Goldendoodle

Hij wordt niet erkend door de F.C.I.

Land van oorsprong
Groot-Brittannië <> Frankrijk -> U.S.A. en Canada
Vertaling
Francis Vandersteen

Een korte presentatie van de Goldendoodle

De Goldendoodle is een hybride die steeds populairder wordt. Hij werd voor het eerst systematisch gefokt in de jaren 1990 en is een kruising tussen de ouders van de rassen Golden Retriever en Poedel. Omdat de Poedel verkrijgbaar is in drie duidelijk gedefinieerde maten, toy, miniatuur en standaard, kan de Goldendoodle ook variëren van klein tot groot. Ze zijn bijna altijd sociaal, vrolijk en goedgehumeurd. Ze zijn een ideale keuze voor iedereen die andere huisdieren heeft of op zoek is naar een hond waarmee kinderen kunnen omgaan zonder bang te hoeven zijn voor represailles. De meesten zijn redelijk energiek en om ze binnenshuis te houden is ruimte nodig, een grote tuin is essentieel om de Goldendoodle fit te houden, zowel lichamelijk als geestelijk. Dit ras is gemaakt voor gezelschap, hoewel het ook met veel succes is gebruikt als therapie-, hulphond en snuffelhond. Ze hebben bijna constant contact met hun mensen nodig en mogen nooit gedwongen worden om buiten te leven of lange periodes alleen door te brengen. Verveeld of van streek, Goldendoodles hebben een opmerkelijk talent voor destructief gedrag, waaronder het kauwen en inslikken van kleren en schoenen. Vanwege hun sociale en uitgaande aard zijn het geen goede waakhonden en agressie komt bij deze specifieke kruising zelden voor.

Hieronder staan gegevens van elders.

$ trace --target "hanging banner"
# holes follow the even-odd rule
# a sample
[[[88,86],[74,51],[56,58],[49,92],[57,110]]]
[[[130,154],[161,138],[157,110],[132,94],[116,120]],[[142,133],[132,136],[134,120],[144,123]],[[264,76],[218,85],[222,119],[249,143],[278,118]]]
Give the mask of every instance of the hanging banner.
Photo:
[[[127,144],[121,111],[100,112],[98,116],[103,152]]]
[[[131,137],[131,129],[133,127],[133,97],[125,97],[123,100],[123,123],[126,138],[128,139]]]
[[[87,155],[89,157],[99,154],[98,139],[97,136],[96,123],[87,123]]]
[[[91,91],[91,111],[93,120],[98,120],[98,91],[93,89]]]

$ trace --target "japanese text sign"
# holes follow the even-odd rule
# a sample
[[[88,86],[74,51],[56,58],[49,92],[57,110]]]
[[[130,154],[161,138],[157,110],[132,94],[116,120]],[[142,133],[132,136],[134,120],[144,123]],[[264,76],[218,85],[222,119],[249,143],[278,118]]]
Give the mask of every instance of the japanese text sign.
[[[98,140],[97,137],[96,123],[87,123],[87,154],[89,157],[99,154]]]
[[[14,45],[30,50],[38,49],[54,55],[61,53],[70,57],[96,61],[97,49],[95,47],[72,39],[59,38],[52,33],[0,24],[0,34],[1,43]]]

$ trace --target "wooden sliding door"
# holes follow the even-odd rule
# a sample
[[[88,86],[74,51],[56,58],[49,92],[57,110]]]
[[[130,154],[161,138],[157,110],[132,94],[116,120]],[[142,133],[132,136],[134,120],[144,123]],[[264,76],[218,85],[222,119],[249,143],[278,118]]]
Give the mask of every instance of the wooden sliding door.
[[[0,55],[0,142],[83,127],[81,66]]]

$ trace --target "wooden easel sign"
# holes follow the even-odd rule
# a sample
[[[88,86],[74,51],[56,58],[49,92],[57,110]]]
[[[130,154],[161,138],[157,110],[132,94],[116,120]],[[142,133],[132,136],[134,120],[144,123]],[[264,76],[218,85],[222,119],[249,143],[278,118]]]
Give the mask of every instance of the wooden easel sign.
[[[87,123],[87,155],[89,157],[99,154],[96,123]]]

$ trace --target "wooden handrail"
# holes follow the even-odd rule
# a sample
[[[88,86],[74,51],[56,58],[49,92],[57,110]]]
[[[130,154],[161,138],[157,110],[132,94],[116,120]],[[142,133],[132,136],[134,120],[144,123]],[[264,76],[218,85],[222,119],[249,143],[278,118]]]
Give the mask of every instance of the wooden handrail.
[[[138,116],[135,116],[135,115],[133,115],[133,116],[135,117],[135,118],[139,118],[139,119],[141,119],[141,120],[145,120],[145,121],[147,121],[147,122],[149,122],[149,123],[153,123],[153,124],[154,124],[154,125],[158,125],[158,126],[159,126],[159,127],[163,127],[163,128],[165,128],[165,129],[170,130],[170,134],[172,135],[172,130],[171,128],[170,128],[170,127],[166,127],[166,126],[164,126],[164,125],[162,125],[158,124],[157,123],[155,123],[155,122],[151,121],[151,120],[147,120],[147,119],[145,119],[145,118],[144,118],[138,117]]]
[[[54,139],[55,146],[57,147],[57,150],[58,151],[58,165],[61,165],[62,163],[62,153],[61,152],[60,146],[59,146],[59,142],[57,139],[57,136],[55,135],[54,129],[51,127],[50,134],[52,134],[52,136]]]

Door de intelligentie die ze van beide ouderrassen hebben geërfd, zijn ze heel gemakkelijk te trainen. De Goldendoodle is ook bedreven in competitieve activiteiten. Het zijn krachtige zwemmers, die deel kunnen uitmaken van hun dagelijkse lichaamsbeweging. Hun vacht is variabel, afhankelijk van van welke ouder ze het erven, maar vereist regelmatige verzorging. Een aantal gezondheidsproblemen kan ook worden geërfd. Zoals bij elke rashond of hybride is het de moeite waard om onderzoek te doen voordat je een puppy uitkiest, want de populariteit van de Goldendoodle heeft gewetenloze fokkers aangetrokken die meer geïnteresseerd zijn in het produceren van puppy's dan in het onderhouden of verbeteren van hun lijnen. Gemiddeld heeft een Goldendoodle een levensduur van 12 tot 13 jaar, hoewel sommige honden 15 jaar of meer worden.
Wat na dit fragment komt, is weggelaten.